Estudo mostra que materialismo está ligado a queda da satisfação conjugal

Primeiramente, o que é mais importante: ser ou ter? Bem, se você quer ser feliz no seu casamento, é melhor você rever o seu conceito sobre o materialismo e ficar com o “ser”. Isso porque um estudo publicado recentemente, no Journal of Family and Economic Issues, mostrou que o materialismo em excesso leva à desvalorização e à infelicidade no casamento.

A pesquisa foi conduzida com 1.310 pessoas casadas, que responderam a um questionário, com a finalidade de medir o materialismo, a percepção da importância do casamento e a satisfação conjugal. O que se descobriu foi que níveis mais elevados de materialismo estão ligados a uma percepção mais pobre sobre a importância do casamento e a uma menor satisfação conjugal.

Segundo a Marina Simas, uma das explicações é que o materialismo está ligado a dar prioridade para o trabalho em detrimento do relacionamento. “E isso está diretamente associado a falta de tempo para a vida a dois, como também pode piorar a comunicação, a negociação de conflitos e a intimidade. Afinal, o casamento também precisa de dedicação para dar certo e deve ser uma prioridade na agenda do casal”.

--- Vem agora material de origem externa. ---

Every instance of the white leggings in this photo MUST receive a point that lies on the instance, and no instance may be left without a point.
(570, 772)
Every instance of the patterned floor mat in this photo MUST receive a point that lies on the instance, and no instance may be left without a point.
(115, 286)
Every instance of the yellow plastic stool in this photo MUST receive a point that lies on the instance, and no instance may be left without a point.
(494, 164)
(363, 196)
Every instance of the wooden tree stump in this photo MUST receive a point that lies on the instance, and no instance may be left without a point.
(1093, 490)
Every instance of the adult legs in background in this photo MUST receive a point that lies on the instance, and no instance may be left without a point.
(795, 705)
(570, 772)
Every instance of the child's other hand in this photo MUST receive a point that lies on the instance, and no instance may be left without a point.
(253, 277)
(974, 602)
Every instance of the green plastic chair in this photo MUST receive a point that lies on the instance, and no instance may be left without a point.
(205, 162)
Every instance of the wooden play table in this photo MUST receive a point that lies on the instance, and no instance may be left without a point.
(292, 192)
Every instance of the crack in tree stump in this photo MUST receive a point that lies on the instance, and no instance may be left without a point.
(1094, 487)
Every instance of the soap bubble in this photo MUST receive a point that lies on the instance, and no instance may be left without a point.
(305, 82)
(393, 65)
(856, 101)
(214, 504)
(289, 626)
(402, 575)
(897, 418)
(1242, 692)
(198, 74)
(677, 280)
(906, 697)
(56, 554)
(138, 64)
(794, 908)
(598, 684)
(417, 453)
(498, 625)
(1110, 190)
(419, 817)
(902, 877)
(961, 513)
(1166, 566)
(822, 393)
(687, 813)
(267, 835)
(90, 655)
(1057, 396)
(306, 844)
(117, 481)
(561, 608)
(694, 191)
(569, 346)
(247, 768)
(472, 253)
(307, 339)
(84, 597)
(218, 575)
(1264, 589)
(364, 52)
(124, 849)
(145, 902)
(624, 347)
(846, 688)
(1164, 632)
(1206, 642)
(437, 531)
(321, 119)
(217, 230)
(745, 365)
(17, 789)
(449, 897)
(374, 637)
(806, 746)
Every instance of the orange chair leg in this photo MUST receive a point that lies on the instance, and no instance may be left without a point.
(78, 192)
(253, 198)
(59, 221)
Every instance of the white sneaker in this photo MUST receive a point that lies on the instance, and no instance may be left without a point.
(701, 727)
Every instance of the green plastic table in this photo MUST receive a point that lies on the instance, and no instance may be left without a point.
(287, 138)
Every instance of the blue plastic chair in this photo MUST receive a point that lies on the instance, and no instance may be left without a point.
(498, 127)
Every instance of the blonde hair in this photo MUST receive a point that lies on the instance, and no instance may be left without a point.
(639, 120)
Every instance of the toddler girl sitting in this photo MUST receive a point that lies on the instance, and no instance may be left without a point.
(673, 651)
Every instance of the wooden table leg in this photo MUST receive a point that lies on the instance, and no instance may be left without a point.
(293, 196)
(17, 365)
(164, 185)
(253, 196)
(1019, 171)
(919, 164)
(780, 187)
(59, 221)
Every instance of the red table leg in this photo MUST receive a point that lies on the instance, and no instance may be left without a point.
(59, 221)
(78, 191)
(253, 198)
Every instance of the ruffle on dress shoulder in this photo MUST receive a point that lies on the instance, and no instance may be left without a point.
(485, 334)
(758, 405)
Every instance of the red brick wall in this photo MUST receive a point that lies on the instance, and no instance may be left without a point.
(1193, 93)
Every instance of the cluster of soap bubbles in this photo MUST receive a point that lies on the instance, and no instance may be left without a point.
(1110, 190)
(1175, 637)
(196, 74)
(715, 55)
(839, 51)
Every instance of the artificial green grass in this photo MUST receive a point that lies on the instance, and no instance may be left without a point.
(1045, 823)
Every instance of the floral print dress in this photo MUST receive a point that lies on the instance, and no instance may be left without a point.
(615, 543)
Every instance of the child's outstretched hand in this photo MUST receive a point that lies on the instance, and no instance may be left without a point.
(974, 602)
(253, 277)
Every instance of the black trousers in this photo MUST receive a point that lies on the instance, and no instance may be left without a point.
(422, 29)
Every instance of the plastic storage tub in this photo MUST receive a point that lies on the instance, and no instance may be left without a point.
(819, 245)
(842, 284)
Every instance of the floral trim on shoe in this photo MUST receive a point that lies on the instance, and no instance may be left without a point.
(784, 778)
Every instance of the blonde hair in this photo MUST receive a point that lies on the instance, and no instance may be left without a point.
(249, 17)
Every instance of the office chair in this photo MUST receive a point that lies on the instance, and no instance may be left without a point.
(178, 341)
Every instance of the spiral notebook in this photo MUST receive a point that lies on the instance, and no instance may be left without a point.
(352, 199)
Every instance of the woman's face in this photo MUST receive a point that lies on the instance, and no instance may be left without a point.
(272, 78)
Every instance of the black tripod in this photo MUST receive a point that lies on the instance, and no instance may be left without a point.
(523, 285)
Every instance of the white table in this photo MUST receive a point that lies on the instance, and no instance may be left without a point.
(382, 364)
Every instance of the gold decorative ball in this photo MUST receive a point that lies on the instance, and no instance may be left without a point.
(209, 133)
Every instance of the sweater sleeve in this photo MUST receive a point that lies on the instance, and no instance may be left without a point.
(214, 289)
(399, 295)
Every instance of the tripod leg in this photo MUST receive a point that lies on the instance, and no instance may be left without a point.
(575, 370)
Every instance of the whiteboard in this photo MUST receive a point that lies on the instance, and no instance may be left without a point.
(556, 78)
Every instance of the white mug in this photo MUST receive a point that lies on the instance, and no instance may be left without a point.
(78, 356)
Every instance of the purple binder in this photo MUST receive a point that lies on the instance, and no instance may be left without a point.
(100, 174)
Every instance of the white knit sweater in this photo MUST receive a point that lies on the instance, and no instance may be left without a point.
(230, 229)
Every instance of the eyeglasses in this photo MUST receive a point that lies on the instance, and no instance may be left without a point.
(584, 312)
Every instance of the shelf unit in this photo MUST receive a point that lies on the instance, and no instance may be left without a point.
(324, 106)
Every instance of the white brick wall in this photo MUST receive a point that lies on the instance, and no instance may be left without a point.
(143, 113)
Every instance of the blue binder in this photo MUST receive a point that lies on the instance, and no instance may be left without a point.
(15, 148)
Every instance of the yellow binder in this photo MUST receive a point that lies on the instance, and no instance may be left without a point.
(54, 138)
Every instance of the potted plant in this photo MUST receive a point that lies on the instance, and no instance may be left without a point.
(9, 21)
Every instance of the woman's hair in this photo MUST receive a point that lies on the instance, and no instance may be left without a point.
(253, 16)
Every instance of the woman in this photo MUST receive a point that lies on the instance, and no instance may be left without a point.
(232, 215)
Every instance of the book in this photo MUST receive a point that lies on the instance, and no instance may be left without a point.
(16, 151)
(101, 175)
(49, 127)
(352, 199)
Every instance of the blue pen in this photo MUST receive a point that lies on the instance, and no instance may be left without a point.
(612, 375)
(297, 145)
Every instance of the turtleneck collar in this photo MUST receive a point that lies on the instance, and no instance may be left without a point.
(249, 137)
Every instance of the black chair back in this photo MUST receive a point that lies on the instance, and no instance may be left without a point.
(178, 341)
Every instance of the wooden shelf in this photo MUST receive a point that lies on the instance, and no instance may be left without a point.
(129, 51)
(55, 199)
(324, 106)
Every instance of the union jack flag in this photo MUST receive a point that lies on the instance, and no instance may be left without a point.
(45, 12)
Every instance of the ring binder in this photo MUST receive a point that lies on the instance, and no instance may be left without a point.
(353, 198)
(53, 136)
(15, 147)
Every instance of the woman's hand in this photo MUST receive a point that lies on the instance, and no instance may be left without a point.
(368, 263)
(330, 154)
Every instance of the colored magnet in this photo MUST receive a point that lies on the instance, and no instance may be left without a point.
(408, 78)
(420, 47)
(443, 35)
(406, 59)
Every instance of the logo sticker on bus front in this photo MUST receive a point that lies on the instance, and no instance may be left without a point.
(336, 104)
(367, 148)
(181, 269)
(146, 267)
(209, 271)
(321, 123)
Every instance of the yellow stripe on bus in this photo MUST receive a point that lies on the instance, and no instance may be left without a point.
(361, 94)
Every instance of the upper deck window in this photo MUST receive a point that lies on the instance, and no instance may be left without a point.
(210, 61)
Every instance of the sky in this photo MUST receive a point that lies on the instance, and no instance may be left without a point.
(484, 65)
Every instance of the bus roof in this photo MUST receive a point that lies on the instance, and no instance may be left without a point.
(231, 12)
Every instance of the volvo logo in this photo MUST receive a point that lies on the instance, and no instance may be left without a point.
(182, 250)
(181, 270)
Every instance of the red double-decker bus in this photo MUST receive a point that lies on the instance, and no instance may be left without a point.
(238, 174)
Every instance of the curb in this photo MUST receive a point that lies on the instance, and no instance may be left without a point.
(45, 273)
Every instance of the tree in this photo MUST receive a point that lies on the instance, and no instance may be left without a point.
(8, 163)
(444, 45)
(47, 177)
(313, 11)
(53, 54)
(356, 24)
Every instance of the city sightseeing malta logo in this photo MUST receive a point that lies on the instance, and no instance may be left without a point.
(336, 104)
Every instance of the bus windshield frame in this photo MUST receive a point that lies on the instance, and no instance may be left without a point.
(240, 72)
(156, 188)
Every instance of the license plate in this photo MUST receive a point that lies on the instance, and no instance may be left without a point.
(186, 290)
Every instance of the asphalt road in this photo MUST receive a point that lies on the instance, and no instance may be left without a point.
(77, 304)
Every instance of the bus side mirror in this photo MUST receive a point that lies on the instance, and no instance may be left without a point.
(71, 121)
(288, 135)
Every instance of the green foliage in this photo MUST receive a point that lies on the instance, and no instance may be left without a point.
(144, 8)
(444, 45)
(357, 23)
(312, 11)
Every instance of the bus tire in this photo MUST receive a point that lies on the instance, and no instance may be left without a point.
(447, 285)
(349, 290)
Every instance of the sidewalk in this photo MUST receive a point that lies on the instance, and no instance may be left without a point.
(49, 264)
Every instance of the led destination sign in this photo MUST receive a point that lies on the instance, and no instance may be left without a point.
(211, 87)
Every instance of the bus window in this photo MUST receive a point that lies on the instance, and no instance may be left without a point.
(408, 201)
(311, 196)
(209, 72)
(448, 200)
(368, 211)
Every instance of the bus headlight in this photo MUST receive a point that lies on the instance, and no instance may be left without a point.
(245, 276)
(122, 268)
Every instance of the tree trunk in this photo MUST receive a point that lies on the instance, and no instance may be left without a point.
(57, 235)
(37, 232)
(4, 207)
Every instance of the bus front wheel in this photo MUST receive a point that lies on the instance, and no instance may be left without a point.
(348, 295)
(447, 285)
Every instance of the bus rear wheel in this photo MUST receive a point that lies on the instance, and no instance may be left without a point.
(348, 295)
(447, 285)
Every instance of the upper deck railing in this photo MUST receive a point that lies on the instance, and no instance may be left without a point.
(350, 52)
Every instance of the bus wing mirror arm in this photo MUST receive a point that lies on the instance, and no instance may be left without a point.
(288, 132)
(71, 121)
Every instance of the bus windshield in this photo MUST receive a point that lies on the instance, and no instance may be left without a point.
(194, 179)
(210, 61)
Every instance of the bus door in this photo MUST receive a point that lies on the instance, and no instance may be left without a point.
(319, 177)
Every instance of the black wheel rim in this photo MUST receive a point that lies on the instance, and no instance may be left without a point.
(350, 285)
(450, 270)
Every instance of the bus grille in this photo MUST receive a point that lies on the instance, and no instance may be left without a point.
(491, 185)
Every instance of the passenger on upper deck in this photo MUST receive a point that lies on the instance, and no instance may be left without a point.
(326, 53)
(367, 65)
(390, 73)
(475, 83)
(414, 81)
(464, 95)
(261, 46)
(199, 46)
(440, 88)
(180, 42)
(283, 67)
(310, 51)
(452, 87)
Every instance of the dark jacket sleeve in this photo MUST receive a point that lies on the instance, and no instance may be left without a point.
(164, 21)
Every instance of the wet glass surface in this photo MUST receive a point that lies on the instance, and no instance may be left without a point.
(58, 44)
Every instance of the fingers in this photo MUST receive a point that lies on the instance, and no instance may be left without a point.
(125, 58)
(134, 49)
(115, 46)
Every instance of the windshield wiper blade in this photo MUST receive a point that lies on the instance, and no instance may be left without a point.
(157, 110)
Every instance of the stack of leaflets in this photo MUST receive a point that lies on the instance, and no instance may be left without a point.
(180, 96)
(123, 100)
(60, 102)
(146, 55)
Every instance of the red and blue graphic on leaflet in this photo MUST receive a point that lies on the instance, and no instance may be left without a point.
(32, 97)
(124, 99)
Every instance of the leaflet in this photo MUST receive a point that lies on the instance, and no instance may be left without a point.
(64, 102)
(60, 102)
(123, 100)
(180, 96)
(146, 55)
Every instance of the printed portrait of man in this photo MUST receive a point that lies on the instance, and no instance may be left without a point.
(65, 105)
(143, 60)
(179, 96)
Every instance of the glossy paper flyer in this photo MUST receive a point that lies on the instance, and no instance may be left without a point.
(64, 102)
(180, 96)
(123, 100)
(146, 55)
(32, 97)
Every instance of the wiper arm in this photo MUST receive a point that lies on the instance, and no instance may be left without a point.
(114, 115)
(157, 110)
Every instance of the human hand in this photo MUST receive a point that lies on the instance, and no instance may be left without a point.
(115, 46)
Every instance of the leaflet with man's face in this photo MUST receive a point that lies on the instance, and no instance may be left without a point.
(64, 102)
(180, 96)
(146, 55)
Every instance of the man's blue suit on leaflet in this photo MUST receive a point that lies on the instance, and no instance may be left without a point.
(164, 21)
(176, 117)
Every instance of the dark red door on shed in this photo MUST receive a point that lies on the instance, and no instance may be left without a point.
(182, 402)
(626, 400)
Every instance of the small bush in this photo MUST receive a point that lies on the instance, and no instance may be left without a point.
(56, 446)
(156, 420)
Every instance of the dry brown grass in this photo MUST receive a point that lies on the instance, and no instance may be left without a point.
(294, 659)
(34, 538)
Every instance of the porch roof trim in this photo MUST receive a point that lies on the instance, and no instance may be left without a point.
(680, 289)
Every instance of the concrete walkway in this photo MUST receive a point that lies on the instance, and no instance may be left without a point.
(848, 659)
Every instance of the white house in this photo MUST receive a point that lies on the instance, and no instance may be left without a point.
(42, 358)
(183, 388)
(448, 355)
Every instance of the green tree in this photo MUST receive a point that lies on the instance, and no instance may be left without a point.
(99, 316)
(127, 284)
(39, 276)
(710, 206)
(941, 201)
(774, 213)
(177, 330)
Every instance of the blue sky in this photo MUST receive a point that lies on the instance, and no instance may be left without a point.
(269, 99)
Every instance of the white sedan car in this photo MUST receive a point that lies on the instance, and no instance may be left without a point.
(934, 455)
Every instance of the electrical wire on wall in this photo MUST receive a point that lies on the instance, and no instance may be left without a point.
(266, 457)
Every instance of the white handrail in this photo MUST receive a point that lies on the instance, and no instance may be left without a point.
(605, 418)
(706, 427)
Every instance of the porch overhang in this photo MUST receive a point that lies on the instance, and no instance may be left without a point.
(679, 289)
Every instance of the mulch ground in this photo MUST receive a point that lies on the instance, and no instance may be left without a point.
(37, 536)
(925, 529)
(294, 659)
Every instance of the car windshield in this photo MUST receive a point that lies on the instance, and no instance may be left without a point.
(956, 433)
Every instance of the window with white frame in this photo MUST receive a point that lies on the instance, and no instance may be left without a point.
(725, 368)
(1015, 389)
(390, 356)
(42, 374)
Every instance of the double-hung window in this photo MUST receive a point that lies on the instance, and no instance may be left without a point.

Visão pobre sobre o casamento

A pesquisa deixou claro também que as pessoas com alto nível de materialismo tendem a contrair mais dívidas. E sabemos que problemas financeiros são uma das principais causas de brigas entre os casais. Entretanto, a pesquisa deixou claro que não são apenas as contas no vermelho que levam a uma maior tensão na vida a dois.

Para Denise Figueiredo, quem relaciona a felicidade ao dinheiro dificilmente irá associá-la aos relacionamentos. “Quem é mais materialista acaba dedicando mais tempo para ganhar dinheiro, e pode acabar investindo menos tempo e energia para melhorar o relacionamento”.

E se você quer mais uma prova de que dinheiro não traz felicidade, saiba que de acordo com o psicólogo Ed Diener, que passou os últimos 30 anos estudando a felicidade, quanto mais a pessoa se liga a valores e bens materiais, à aparência física e ao status, menor será seu índice de felicidade.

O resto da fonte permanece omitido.